The Scotsman

Private sector activity continues to slump

- By SCOTT REID

Scotland’s private sector downturn continued last month with jobs cut at a “marked” rate, according to the latest Royal Bank of Scotland snapshot.

The bank’s business activity index – a measure of combined manufactur­ing and service sector output – registered 37.1 in June, an improvemen­t on May’s figure of 21.1 but still well within contractio­n territory.

Private sector firms reported a further reduction in total new orders during June, extending the current sequence of contractio­n to four months.

Businesses continued to cut workforces at a marked rate last month, amid reports of further redundanci­es and layoffs as a result of the coronaviru­s pandemic.
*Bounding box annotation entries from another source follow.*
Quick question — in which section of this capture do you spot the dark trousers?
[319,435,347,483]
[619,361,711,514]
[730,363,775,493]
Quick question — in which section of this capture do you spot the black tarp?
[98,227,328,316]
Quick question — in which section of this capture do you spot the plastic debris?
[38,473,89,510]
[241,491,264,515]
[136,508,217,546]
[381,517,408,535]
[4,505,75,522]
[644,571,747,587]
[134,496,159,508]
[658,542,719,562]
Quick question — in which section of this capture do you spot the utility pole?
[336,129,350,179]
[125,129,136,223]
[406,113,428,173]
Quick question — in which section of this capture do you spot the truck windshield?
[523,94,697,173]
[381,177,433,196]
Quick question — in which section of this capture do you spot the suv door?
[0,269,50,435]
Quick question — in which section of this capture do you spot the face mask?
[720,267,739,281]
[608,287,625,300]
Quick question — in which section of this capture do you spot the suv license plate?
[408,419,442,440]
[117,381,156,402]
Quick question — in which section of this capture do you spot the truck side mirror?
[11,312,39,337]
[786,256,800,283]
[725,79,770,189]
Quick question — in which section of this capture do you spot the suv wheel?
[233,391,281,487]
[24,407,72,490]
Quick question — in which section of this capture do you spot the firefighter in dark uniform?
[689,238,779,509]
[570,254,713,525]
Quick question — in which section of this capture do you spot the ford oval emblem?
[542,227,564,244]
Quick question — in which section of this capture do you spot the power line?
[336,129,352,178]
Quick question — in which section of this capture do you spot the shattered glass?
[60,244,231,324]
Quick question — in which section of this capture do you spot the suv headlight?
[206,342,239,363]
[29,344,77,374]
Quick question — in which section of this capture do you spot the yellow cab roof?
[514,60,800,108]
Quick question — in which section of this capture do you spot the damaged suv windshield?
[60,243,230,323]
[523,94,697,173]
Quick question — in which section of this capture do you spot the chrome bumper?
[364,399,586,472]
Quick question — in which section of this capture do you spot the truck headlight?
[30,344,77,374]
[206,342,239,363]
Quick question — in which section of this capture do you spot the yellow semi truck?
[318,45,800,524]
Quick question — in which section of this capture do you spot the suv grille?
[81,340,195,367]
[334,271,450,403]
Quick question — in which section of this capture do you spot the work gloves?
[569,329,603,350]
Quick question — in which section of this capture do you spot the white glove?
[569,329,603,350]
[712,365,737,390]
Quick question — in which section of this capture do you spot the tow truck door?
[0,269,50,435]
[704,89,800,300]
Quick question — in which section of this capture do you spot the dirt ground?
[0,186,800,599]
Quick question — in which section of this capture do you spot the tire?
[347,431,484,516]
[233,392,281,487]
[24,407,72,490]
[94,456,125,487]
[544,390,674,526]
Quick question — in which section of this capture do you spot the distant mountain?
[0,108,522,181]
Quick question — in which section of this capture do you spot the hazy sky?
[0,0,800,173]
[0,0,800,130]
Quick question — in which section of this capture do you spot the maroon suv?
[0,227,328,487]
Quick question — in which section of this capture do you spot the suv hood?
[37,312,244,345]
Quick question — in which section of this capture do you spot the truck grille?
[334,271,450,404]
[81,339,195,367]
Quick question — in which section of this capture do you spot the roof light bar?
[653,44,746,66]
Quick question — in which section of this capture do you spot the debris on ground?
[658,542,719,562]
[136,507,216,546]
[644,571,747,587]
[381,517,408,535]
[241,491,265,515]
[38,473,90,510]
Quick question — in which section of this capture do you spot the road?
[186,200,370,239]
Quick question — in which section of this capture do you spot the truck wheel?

The rate of job shedding was the softest for three months, however.

The future output index remained above the 50 mark for the second month in a row during June, to signal overall confidence at private sector firms with regards to activity over the year ahead.

Malcolm Buchanan, Scotland board chair at RBS, said: “Business activity across the Scottish private sector continued to decline markedly during June, with total new orders also falling sharply again.

“That said, the rates of decline eased significan­tly, with both indices recording record month-on-month rises from May, as looser restrictio­ns allowed parts of the economy to restart.

“Services were worse affected, with the reductions in activity and new orders faster than those seen for goods-producing counterpar­ts.”